Wie Prima BioMed Ltd. mitteilte, hat die U.S. Patent- und Markenbehörde (USPTO – United States Patent and Trademark Office) für die Patentanmeldung, die sowohl Entwicklungen der Immuntherapie CVac als auch deren Verwendung schützen soll, eine „Notice of Allowance“ an das Unternehmen überstellt. Eine finale Erteilung des Patentes sollte daher nur noch Formsache sein. Der Aktienkurs des Pennystocks legte an der deutschen Börse um mehr als 80% zu. Bei CVac handelt es sich um eine personalisierte Immuntherapie, die dendritische Zellen, also spezielle Zellen des menschlichen Immunsystems, des jeweiligen Patienten nutzt, um daraus eine wirksame Therapie gegen verschiedene Krebserkrankungen zu machen. Aktuell entwickelt Prima BioMed, dessen Aktie an der Australischen Börse, der US-Börse Nasdaq und an der deutschen Börse gelistet ist, CVac als eine mögliche Therapie beim Ovarialkarzinom (Eierstockkrebs) und beim Pankreaskarzinom (Bauchspeicheldrüsenkrebs).

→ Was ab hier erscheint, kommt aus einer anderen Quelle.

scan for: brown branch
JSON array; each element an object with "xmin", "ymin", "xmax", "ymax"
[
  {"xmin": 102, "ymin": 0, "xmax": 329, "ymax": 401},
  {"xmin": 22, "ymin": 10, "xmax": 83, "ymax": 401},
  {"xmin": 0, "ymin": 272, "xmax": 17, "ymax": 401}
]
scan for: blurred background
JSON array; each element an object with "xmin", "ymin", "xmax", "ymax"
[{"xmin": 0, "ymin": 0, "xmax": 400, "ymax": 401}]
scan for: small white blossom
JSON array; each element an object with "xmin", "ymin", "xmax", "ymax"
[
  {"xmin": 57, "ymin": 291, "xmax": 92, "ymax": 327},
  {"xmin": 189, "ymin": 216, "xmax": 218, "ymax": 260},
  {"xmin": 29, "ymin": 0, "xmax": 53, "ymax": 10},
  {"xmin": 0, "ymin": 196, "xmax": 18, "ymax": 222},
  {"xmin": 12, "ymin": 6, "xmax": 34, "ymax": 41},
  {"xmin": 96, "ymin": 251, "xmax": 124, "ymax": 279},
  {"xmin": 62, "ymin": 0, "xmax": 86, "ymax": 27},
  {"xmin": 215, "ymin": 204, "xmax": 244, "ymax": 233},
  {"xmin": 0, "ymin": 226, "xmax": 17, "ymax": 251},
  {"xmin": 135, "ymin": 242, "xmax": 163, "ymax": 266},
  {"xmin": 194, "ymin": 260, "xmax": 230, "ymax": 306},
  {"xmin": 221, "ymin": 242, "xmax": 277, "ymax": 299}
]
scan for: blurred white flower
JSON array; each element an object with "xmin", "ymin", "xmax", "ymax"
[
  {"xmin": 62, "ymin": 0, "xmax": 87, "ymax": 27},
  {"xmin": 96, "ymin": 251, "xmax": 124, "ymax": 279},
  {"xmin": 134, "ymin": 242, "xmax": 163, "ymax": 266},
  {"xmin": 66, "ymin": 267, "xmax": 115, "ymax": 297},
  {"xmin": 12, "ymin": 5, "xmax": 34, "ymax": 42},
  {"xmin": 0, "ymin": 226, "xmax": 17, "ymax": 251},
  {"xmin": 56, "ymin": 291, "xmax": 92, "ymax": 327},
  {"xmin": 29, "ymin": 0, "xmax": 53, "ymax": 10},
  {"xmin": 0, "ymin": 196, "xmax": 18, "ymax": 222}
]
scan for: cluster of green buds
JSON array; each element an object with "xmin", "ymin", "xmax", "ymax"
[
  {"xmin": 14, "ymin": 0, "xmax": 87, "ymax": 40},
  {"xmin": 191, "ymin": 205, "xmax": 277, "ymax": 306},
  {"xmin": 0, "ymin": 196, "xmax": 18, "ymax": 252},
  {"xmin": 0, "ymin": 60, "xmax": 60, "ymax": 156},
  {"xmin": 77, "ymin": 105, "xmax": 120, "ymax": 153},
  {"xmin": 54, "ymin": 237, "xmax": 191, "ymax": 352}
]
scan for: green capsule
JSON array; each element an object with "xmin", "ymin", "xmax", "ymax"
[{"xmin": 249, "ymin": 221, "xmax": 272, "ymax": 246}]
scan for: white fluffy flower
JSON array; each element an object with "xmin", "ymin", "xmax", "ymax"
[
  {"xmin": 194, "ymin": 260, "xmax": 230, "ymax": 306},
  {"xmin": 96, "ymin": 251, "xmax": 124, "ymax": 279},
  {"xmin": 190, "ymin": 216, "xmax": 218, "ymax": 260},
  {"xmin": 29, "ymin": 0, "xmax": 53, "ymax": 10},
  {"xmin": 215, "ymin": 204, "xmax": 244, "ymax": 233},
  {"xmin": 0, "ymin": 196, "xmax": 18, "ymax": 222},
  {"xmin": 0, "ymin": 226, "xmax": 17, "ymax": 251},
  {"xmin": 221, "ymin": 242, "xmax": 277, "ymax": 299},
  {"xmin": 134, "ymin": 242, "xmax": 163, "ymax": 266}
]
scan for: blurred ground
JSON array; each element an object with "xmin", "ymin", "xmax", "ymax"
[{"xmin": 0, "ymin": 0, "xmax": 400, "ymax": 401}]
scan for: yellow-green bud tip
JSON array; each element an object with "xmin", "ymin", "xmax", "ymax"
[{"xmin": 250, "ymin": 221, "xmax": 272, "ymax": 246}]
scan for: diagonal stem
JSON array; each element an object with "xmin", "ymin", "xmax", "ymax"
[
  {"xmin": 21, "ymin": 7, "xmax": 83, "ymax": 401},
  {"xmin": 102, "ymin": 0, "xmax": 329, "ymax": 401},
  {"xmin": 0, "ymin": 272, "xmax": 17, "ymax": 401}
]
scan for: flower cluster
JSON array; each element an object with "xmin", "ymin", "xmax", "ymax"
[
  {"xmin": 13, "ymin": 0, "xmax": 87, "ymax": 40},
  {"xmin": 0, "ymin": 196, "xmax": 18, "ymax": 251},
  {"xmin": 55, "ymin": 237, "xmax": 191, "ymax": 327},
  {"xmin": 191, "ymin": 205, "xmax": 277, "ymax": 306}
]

Muc-1-Überexpression weist auf Krebs hin
Um das Medikament CVac zu erhalten, werden patienteneigene dendritische Zellen aus dem Blut von Patienten isoliert und nach Aufreinigung und Kultivierung mit dem Krebs-Antigen Mucin-1 beladen, welches mit einem bestimmten Fusionsprotein konjugiert ist. Mucin-1 ist ein im Körper natürlich vorkommendes Transmembran-Protein – ist also in den Zellmembranen verschiedener Körperzellen lokalisiert. Da Mucin-1 aber auf einigen Tumoren überexprimiert wird, hat es sich zu einem Tumormarker etabliert, der bei erhöhten Konzentrationen einen ersten Hinweis auf Krebs geben kann.

Krebszellen verlieren durch ein Zuviel an Mucin-1 wohl ihre Polarität wodurch sich die Zelladhäsion vermindert. Es wird deshalb spekuliert, dass Mucin-1 die Metastasenbildung initiieren könnte. Durch die Kopplung von Mucin-1 an dendritische Zellen will Prima BioMed erreichen, dass das Immunsystem zytotoxische T-Zellen gegen Mucin-1 synthetisiert, welche ihrerseits die Zerstörung der Mucin-1 tragenden Krebszellen in die Wege leiten sollen.

Patent-Portfolio vollständig
Matthew Lehman, CEO bei Prima BioMed, sieht in der Gewährung dieses wichtigen Schlüsselpatents in den USA, das Verfahren bezüglich Zusammensetzung und Verwendung von CVac zur Erzeugung einer zytotoxischen T-Zellantwort gegen das Mucin-1-Antigen schützen soll, einen wichtigen Meilenstein für das Unternehmen. Damit wäre nicht nur das Patent-Portfolio hinsichtlich CVac vollständig, sondern auch sämtliche Patentanmeldungen wären erfolgreich verlaufen. Gegenwärtig befindet sich CVac vor allem in klinischen Studien der Phase II. Sollten diese erfolgreich verlaufen, muss CVac in Phase III noch seine Überlegenheit beweisen, danach sollte der neuen Tumortherapie nichts mehr im Wege stehen.